I have an involved application, which runs perfectly with driver 256.35 (Linux FC10, CUDA 3.1, GTX480).
Upon upgrade to the driver 260.19.21, I found out that a function “cudaMemcpy3DAsync” produces an error code “invalid argument”. Upgrade of CUDA to 3.2 does not change the issue.

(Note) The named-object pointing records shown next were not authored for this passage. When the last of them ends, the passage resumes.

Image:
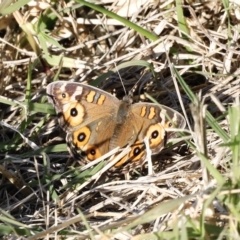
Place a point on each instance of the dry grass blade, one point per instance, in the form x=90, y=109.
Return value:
x=174, y=51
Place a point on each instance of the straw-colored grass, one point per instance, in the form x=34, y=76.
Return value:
x=186, y=57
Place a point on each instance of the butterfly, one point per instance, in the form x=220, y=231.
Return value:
x=96, y=122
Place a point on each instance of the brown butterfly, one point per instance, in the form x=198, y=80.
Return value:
x=97, y=122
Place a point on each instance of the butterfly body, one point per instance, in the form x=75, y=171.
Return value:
x=97, y=122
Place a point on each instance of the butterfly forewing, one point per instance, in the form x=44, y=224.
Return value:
x=97, y=122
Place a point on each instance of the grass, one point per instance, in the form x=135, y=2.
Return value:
x=186, y=57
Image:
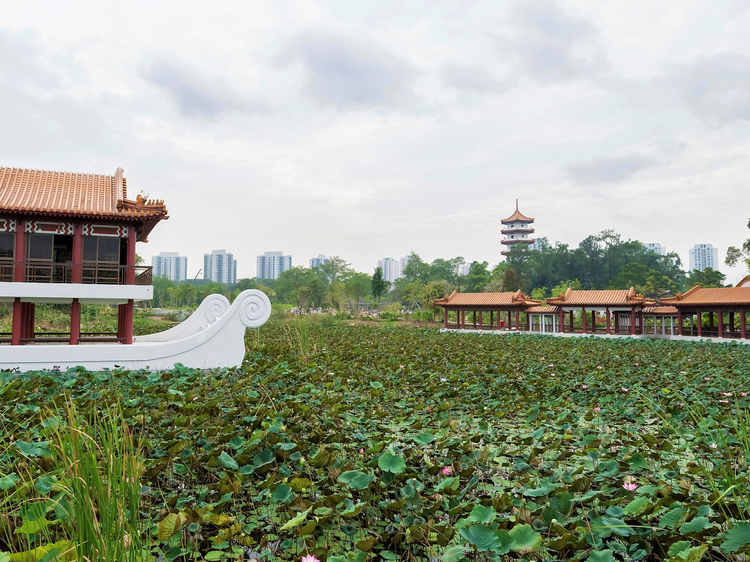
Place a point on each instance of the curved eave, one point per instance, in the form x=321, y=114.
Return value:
x=512, y=230
x=522, y=240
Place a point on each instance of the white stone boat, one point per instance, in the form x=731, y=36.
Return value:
x=212, y=337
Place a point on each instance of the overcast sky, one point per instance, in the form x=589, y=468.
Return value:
x=368, y=130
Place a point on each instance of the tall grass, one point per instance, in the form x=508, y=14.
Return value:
x=92, y=513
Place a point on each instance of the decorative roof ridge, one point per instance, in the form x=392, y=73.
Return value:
x=516, y=216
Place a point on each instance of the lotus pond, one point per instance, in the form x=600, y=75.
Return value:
x=374, y=443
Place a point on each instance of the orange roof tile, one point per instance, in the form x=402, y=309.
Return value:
x=698, y=296
x=542, y=310
x=41, y=192
x=660, y=310
x=614, y=297
x=485, y=299
x=517, y=216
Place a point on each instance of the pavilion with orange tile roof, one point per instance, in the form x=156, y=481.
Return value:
x=493, y=303
x=722, y=305
x=624, y=306
x=60, y=231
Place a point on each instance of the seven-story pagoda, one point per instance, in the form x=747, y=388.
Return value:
x=517, y=229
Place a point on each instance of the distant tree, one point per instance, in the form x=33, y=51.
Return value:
x=379, y=285
x=708, y=278
x=416, y=269
x=512, y=282
x=563, y=286
x=736, y=255
x=357, y=286
x=479, y=277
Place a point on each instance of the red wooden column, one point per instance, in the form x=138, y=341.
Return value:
x=130, y=276
x=77, y=253
x=75, y=321
x=28, y=317
x=19, y=253
x=125, y=322
x=15, y=338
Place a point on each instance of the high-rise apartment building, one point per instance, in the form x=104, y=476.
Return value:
x=170, y=265
x=656, y=248
x=703, y=256
x=391, y=269
x=271, y=264
x=317, y=262
x=220, y=266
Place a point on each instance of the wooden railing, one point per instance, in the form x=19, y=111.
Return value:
x=91, y=273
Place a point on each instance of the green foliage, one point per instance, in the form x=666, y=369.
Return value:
x=392, y=444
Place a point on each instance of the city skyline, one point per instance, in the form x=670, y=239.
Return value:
x=381, y=129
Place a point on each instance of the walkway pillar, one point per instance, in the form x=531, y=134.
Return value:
x=75, y=321
x=130, y=275
x=19, y=254
x=743, y=326
x=125, y=322
x=77, y=274
x=15, y=338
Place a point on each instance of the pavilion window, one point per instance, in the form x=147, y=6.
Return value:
x=40, y=247
x=7, y=244
x=100, y=249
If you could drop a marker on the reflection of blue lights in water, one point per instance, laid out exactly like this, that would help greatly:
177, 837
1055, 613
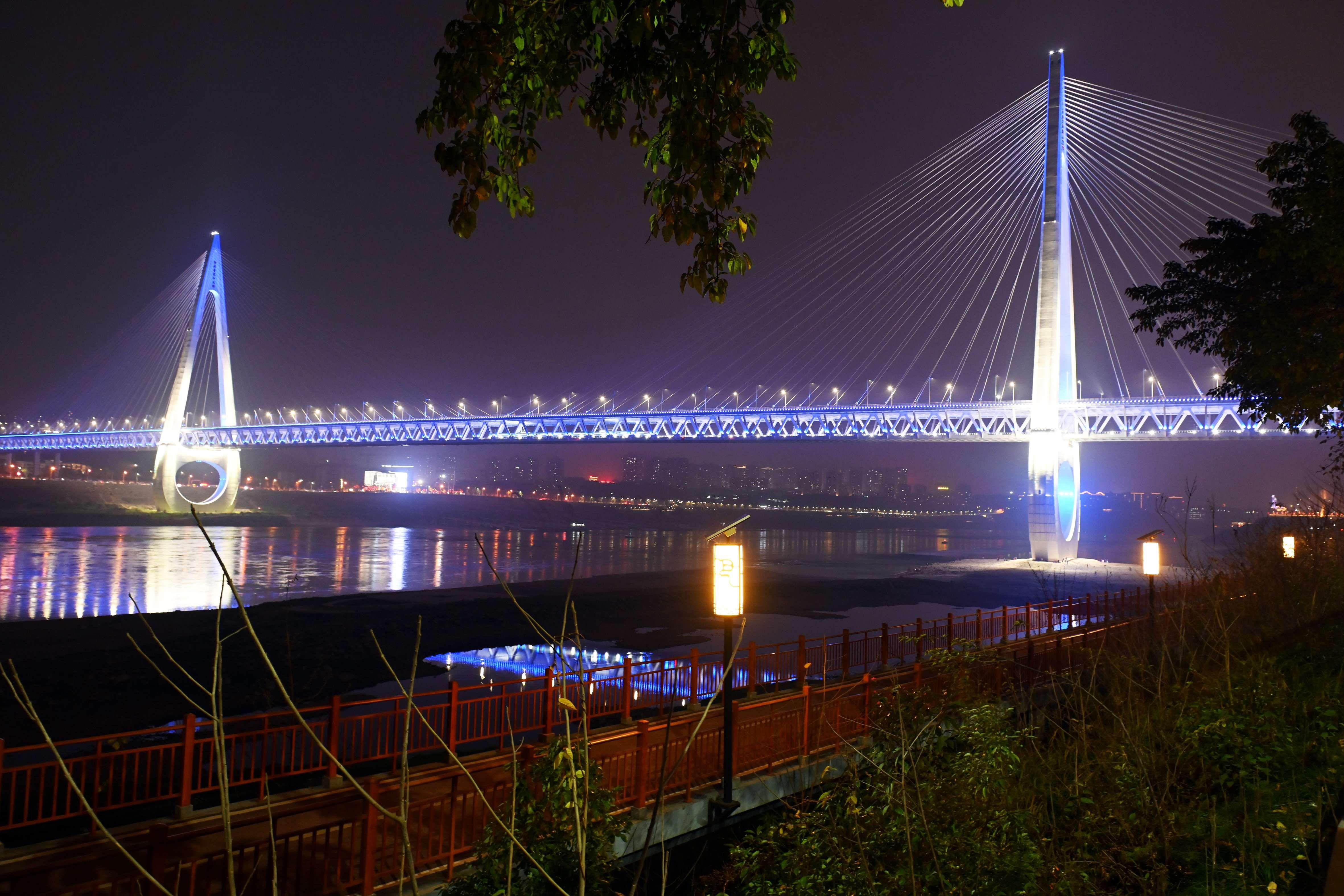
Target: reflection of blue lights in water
534, 660
76, 571
652, 676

Some more details on the set up of the call to “cudaMemcpy3DAsync”:
- copyParams.dstPtr - 3D array of size (COL x ROW x DEPTH)
copyParams.dstPos.x = 0
copyParams.dstPos.y = 0
copyParams.dstPos.z = z < DEPTH
- copyParams.srcPtr = make_cudaPitchedPtr((void*)data_ptr,COLsizeof(float),COL,ROW);
data_ptr - pointer to GPU memory. Size of memory allocated an initialized is sufficient for the transfer
copyParams.srcPos.x = 0
copyParams.srcPos.y = 0
copyParams.srcPos.z = 0
- copyParams.extent = make_cudaExtent(COL,ROW,10);
z + 10 < DEPTH
- copyParams.kind = cudaMemcpyDeviceToDevice
I found that 3 modifications of the code, each independently eliminates the error:
- Changes “cudaMemcpy3DAsync” to “cudaMemcpy3D”, preceeded by “cudaThreadSynchronize”. The code runs with no errors and produces correct result, at some performance penalty of course
- Changing: copyParams.extent = make_cudaExtent(COL,1,1);
The resulting transfer is not correct for me but the code runs without errors
- Changing the data_ptr to point to host memory and changing opyParams.kind = cudaMemcpyHostToDevice.
Again, this is not what I need, but shows that parameters of transfer are set correctly, code run with no errors
Therefor, the problem persists only when:
Device-to-device transfer AND memory block with 3 dimension each > 1 AND Async mode
I suspect that there is a bug with the driver 260.19.21. Could anyone from NVIDIA to address this ?